Pat Farmer endures the extremes as he runs towards the South Pole.
Ultra marathon runner Pat Farmer adheres to a simple philosophy; opportunities come along in our lives and we either take them, or learn to live with regret.
The 51-year-old adventurer and one-time politician was the first person to crisscross the globe "pole to pole" on foot, and donated the funds raised to the Red Cross.
“When I take on a challenge, it needs to have a human element and it needs to make a difference to people's lives,” he says. “ I've always felt that I needed to raise funds or help a worthwhile cause.”
Pat endured two marathons a day, every day, and the associated blisters and bruises. With the fat pads on his feet worn thin, at times he could hear the crunching of bone on bone.
But raising money for the Red Cross helped lift Pat when he felt downtrodden or beaten.
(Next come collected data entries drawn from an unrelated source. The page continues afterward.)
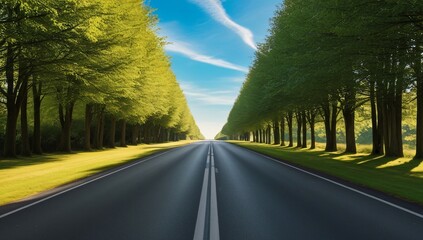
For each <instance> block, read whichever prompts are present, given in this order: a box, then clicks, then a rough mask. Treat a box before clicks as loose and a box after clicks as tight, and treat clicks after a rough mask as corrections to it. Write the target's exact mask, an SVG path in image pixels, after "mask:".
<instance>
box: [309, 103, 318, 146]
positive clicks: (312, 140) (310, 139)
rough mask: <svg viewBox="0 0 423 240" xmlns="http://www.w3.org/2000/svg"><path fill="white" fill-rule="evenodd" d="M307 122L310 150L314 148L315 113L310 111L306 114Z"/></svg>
mask: <svg viewBox="0 0 423 240" xmlns="http://www.w3.org/2000/svg"><path fill="white" fill-rule="evenodd" d="M307 120H308V123H309V125H310V141H311V144H310V149H315V148H316V131H315V125H316V111H315V110H310V111H308V113H307Z"/></svg>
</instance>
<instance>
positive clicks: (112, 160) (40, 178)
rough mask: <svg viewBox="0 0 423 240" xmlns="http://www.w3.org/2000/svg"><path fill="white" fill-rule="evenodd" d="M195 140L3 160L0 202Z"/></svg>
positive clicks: (72, 179)
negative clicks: (93, 151) (67, 153)
mask: <svg viewBox="0 0 423 240" xmlns="http://www.w3.org/2000/svg"><path fill="white" fill-rule="evenodd" d="M191 142H193V141H180V142H172V143H163V144H151V145H145V144H143V145H138V146H129V147H127V148H116V149H108V150H104V151H96V152H76V153H72V154H46V155H42V156H35V157H29V158H23V157H22V158H19V159H2V160H0V205H4V204H7V203H11V202H14V201H17V200H20V199H23V198H26V197H29V196H31V195H34V194H37V193H40V192H43V191H46V190H49V189H53V188H55V187H58V186H61V185H63V184H66V183H70V182H73V181H75V180H78V179H82V178H85V177H88V176H90V175H93V174H95V173H98V172H101V171H104V170H107V169H110V168H112V167H116V166H118V165H122V164H124V163H127V162H130V161H133V160H136V159H139V158H141V157H145V156H148V155H151V154H153V153H156V152H158V151H163V150H167V149H170V148H175V147H179V146H182V145H186V144H189V143H191Z"/></svg>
“I think it's important for all of us to look for a purpose beyond our own self worth,” he says.
This was made even more apparent after his wife died, leaving Pat to care for his two children.
“My wife passed away nearly 15 years ago now and it was a defining moment that has been a driving force behind me.
“Not only did I have to play both mum and dad, but I realised how precious this life is.”
Pat is a multiple world record holder for endurance running and has run around Australia and across North America twice.
Winner of “Achiever of the Year” (2000), he has raised millions of dollars for causes during his 20-year running career including Lifeline, Cancer Council, and Diabetes Australia.